Cette nouvelle justice restait cependant à organiser. Maupeou le fit par l'édit du 22 février qui, morcelant l'immense juridiction du parlement, créait six conseils supérieurs, à Arras, Blois, Châlons-sur-Marne (Châlons-en-Champagne), Clermont, Lyon et Poitiers. La cour des aides qui, le 22 mars, avait aussi protesté, fut supprimée, et son président, Malesherbes, exilé (22 mars, 9 avril). 

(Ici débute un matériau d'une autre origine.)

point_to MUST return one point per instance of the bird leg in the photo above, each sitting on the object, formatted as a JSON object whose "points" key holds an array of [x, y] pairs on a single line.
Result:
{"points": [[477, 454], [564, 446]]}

Ces mesures furent complétées par trois édits enregistrés dans le lit de justice tenu à Versailles le samedi 13 avril. Ils supprimaient définitivement les offices de l'ancien parlement et de la cour des aides, qui devaient être liquidés et remboursés; abolissaient la vénalité des charges judiciaires, auxquelles un traitement serait désormais attribué, et transféraient les magistrats dn grand conseil dans le nouveau parlement. D'autres dispositions étaient relatives à la simplification de la procédure et à la gratuité de la justice.

Toutes ces réformes ont été depuis accomplies par la Révolution française; Maupeou en fut la précurseur très inconscient, mais non sans énergie, ainsi qu'il apparait dans le préambule de ces édits. Après avoir écouté l'avocat général Séguier qui essaya de réfuter le discours de Maupeou, le roi dit froidement :

« Je ne changerai jamais. » 
Le lundi suivant, Maupeou alla lui-même installer le nouveau parlement. Les princes du sang, qui tous, sauf le comte de La Marche, avaient protesté, ainsi que treize pairs, reçurent l'ordre de ne plus paraître à la cour. Le Châtelet fut cassé et reconstitué (27 mai). 

Si, dans cette révolution judiciaire, Maupeou eut à souffrir de nombreux pamphlets, parmi lesquels il faut signaler les fameux Mémoires où Beaumarchais (septembre 1773) couvrit de ridicule le conseiller Goezman, il eut pour lui Voltaire et le parti philosophique. 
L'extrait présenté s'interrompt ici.